Los jóvenes tienen esa chance de expresar lo que sienten y piensan, mi generación no la tuvo, al menos no de esa manera, teníamos que hacer todo oculto y salir a las calles a que nos pegaran y mataran. Ahora las protestas son un derecho, aunque tampoco es que hayan cambiado demasiado las cosas, hace treinta, veinte, diez y hoy, trabajo lo mismo y, peor aún, gano lo mismo. Pero trabajo, además, para que podamos salir de vacaciones y distraernos, El Quisco es nuestra playa favorita, vamos todos los años, en enero, una semana completita, nos preparamos todo el año para eso con mi esposa, pues nos merecemos una semana de distracción y relajo, por una semana de felicidad vale la pena cuarenta y nueve semanas de trabajo, las otras dos semanas me las tomo, una en invierno y la otra en fiestas patrias, pues vamos al sur con la familia a ver a mis suegros. El campo es relajante y nos hace olvidar la rutina del metro, del colegio, del trabajo, de la casa… No me canso ni me quejo, es la vida, qué se le va a hacer, hay que ponerle el hombro mijo, es la realidad y hay que afrontarla lo mejor posible.

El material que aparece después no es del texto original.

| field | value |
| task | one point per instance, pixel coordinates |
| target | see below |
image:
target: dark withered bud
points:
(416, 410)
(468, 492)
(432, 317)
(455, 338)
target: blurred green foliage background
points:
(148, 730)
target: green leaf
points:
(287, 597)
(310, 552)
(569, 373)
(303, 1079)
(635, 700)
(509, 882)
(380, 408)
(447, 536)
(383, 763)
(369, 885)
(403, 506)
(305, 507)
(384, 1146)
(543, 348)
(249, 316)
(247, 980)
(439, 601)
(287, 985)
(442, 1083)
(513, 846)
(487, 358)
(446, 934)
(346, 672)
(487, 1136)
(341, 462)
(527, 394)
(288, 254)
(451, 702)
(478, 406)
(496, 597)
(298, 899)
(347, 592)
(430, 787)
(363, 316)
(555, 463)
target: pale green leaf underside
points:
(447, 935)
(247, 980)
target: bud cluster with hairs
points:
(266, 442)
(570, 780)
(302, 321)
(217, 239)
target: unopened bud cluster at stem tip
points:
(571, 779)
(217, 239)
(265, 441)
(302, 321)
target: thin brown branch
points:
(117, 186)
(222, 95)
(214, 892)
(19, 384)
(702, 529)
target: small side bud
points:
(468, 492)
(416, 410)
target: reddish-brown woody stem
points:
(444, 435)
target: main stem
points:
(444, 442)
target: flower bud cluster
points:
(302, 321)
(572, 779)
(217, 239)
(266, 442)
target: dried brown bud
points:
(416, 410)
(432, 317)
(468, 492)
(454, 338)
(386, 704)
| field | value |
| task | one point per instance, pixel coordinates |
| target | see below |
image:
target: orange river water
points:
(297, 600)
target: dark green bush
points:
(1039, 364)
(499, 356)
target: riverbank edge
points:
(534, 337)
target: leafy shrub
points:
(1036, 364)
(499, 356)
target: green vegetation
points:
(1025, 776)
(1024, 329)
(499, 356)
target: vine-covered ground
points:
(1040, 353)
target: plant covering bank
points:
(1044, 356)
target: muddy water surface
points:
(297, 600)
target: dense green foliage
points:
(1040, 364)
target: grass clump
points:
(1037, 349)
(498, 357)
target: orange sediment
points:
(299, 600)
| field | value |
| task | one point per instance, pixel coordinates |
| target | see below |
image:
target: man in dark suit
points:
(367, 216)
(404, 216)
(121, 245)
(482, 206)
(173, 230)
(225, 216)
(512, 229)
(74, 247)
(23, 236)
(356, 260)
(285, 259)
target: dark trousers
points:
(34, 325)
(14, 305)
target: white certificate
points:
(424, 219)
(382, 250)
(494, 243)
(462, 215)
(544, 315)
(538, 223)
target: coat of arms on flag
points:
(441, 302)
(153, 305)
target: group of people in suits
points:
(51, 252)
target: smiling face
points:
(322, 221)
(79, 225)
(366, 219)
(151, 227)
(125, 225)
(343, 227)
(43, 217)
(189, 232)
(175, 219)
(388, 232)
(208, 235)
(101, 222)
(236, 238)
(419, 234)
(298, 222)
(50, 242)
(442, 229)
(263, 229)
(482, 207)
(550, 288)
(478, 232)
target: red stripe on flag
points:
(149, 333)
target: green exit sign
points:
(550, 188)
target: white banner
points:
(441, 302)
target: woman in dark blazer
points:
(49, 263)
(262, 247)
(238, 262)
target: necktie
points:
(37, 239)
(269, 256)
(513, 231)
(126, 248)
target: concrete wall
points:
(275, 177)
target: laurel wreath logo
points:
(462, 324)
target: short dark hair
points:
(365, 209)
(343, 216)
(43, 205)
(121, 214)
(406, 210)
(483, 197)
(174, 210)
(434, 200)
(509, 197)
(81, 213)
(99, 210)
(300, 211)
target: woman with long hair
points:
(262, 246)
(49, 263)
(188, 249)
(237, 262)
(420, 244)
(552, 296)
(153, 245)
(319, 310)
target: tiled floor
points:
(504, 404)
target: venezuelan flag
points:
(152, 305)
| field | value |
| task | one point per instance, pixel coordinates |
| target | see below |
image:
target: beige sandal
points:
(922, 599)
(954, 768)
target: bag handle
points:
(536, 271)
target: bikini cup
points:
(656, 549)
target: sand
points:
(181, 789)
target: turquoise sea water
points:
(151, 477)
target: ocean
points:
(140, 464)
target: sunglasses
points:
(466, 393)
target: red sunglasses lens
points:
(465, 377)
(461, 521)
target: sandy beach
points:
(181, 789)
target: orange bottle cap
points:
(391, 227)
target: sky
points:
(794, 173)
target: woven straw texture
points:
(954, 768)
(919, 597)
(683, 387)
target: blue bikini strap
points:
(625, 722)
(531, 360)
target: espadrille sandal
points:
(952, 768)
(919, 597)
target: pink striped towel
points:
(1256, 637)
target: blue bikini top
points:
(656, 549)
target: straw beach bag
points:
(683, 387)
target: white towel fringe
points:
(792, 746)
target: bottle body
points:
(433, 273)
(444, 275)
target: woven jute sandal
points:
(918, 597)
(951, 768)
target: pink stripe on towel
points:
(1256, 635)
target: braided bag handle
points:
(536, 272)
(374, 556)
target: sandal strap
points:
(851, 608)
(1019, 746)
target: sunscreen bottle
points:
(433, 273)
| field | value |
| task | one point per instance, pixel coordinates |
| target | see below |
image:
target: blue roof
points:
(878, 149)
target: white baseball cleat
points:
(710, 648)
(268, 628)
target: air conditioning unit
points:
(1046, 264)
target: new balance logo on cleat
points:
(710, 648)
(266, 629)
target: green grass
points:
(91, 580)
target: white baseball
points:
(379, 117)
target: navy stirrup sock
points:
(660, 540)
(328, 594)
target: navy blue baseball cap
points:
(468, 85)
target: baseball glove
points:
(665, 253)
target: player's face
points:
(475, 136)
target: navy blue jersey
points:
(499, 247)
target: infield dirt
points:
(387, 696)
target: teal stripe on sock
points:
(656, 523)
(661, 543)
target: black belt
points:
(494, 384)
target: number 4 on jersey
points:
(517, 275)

Soy, somos, números, números, números. En farmacias, en AFP, en la municipalidad, en el consultorio. Números andantes en un camino. Nos multiplicamos, nos dividen, sumamos, nos restan, nos potenciamos, nos fraccionan. Somos y siempre seremos sólo números miserables, solitarios, cuya única motivación es seguir una rutina que ni siquiera nos damos cuenta de cuán mecánica es. Números y engranajes. Somos sólo la proyección de una gran máquina donde somos piezas…

Y bueno, ¿qué quién soy? Nadie. Todos somos nadie, yo soy sólo un número en una larga lista de espera, espera de la felicidad que llega un día a la semana, y tres semanas al año. Espera de la compasión, de la igualdad, de la oportunidad. Una lista de espera donde mi nombre está esculpido bajo miles de otros nombres igual de desconocidos que el mío, y sobre otros miles de nombres tan anónimos como insignificantes en la totalidad de la lista.